One architecture of the motorway network [34] is the first to provide effective training end network having a plurality of layers 100 of a method. By using the bypass unit and the gate can be optimized without difficulty with hundreds of layers of the road network. Bypass path is considered a key factor in these very deep simplify network training. ResNets [11] Further support of this, wherein a bypass path is used as a pure identity mapping. ResNets achieved an impressive record of performance [11] in many challenging image recognition, positioning and inspection tasks (such as ImageNet and object detection COCO) in. Recently, as a proposed method for random depth ResNet successful training layer 1202 [13]. Random depth by placing the layers in a random training process to improve the depth of the residual network training. This suggests that may not need all of the layers, and there are a lot of redundant highlights the depth (residual) network. Our paper in a way inspired by this observation. ResNets with pre-activation function may also have a train> 1000 latest network layer [12].
Here Insert Picture Description
Method deeper quadrature network (e.g., connected by means of skipping) is to increase the width of the web. GoogLeNet [36,37] using the "pirate module," filters of different sizes are connected generated feature FIG. In [38], a widely variant having the generalized ResNets residual block. In fact, if deep enough, simply increasing the number of filter ResNets each layer can improve its performance [42]. FractalNets also widely used network structure made of a plurality of competing results on data set [17].

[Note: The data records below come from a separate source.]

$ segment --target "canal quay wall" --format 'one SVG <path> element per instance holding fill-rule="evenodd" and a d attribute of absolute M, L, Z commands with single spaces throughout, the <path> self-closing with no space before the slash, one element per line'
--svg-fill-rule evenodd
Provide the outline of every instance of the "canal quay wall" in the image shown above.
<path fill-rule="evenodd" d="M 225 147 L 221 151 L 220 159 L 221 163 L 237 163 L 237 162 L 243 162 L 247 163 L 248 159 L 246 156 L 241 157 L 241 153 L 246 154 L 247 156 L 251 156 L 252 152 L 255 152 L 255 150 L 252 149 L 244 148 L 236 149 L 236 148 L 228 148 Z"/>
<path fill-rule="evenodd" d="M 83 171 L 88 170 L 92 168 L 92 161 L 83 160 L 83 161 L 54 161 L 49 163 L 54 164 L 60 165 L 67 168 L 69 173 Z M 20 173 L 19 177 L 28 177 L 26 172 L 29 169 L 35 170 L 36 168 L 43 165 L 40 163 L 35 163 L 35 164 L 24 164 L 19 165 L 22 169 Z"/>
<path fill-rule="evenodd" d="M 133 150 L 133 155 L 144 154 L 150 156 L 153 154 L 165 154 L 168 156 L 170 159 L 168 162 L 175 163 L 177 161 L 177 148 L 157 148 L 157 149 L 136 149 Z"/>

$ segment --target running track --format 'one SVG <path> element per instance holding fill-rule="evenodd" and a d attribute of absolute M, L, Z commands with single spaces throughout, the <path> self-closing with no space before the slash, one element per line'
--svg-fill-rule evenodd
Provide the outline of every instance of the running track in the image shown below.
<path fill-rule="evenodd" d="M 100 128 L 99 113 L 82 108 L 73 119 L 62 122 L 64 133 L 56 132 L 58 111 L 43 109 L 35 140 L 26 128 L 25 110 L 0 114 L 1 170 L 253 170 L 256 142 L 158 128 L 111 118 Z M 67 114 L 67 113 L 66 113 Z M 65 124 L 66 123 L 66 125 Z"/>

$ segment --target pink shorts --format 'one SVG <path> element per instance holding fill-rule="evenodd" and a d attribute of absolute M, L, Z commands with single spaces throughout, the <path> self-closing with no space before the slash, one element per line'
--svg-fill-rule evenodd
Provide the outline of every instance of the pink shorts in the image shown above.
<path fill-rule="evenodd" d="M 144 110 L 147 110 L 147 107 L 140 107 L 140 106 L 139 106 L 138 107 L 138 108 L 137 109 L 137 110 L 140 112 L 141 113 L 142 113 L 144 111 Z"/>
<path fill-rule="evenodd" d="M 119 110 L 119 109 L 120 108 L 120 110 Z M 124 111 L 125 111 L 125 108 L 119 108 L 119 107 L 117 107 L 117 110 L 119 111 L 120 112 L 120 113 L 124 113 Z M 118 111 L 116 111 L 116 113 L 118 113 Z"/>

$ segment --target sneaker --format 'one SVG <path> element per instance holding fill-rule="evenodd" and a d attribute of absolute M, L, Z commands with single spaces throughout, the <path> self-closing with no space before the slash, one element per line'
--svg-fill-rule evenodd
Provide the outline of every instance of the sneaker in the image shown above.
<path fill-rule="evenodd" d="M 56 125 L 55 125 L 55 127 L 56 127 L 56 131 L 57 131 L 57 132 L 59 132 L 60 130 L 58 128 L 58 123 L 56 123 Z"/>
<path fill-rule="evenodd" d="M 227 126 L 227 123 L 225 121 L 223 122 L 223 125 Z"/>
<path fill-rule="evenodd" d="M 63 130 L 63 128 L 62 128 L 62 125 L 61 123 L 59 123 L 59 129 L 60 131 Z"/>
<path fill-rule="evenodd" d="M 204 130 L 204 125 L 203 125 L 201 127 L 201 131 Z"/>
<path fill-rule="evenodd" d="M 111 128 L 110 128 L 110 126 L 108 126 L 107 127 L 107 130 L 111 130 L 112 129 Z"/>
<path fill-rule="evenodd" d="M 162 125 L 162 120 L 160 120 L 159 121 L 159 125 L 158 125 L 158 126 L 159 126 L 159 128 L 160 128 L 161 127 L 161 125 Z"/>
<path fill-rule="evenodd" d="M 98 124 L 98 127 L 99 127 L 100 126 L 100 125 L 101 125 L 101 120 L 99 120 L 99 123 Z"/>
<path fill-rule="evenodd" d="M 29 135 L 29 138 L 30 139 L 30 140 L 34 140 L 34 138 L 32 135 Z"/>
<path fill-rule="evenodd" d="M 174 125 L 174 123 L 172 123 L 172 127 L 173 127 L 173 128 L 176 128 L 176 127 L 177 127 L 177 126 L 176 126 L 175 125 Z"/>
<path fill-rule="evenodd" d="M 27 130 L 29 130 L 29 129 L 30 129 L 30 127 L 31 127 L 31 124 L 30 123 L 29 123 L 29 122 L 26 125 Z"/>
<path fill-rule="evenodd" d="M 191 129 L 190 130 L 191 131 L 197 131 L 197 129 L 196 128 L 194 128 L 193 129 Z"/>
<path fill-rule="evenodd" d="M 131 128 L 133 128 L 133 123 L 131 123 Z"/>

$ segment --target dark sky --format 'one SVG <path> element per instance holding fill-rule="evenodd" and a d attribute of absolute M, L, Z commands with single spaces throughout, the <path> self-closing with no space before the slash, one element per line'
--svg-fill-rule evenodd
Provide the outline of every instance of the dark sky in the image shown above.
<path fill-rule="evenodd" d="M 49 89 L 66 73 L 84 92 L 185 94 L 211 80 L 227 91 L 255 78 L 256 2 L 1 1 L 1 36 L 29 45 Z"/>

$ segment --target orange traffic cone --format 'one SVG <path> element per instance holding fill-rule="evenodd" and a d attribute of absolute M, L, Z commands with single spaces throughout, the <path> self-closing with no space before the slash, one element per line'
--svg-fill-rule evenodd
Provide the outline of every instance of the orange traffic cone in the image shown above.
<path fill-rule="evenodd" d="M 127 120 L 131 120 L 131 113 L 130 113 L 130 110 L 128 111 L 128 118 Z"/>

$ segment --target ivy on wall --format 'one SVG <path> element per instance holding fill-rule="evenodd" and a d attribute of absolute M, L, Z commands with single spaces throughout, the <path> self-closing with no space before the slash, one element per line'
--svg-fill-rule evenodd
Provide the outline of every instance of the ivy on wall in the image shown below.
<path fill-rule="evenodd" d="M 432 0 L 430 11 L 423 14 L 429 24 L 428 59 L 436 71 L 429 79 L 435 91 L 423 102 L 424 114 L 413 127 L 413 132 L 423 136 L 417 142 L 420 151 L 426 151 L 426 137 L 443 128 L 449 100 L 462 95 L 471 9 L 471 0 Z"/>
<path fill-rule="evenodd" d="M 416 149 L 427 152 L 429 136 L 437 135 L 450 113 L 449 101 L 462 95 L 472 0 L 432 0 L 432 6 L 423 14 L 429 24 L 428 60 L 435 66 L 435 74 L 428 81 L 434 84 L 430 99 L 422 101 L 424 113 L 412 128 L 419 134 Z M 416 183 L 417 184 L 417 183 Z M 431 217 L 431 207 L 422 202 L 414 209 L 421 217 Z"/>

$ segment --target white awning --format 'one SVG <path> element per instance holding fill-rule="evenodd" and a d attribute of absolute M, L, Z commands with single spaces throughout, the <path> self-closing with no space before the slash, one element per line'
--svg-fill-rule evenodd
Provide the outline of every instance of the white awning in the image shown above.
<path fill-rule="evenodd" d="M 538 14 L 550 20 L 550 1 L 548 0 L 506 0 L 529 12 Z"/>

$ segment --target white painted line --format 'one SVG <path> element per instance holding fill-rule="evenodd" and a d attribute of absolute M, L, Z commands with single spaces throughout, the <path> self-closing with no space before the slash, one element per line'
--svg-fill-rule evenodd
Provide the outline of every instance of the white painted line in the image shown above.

DenseNets obtained from deep or not deep architecture representative function, but the potential for heavy excavation by the features of the network, thereby producing a concentrated and easy to train model parameters and efficient. Wherein FIG connect different layers learned change will increase the input of subsequent layers, and improve efficiency. This constitutes a major difference between DenseNet and ResNet. Compared to Inception network [36, 37], which is also connected to different levels of features, DenseNets simpler and more efficient.

There are other significant network architectural innovations also had a competitive results. Network Network (NIN) [22] The micro-structure comprises a multilayer perceptron convolution to filter layer, to extract more complex features. [20], the direct supervision of the internal layer at a depth supervision network (DSN)
via the auxiliary classifier can be enhanced early received a gradient layer. Ladder Networks [27,25] transverse connecting to introduce an automatic encoder, resulting in an impressive accuracy on semi-supervised learning task. [39] proposes a Deep-Fused Nets (DFNs) to improve the flow of information through an intermediate layer of a combination of different underlying network. Enhanced network reconstruction by way minimizing loss may also improve image classification model [43].

3.DenseNets

Consider a single image transmitted by convolving the network x0. The network contains the L layers, each performing a nonlinear transformation H l (·), where "the layer index." Composite function H l (·) such as a batch may be normalized (BN) [14], the rectifying linear unit (ReLU) [6], combined [19] or convolutional (Conv) or the like operation. We will output the l layer is presented as xl.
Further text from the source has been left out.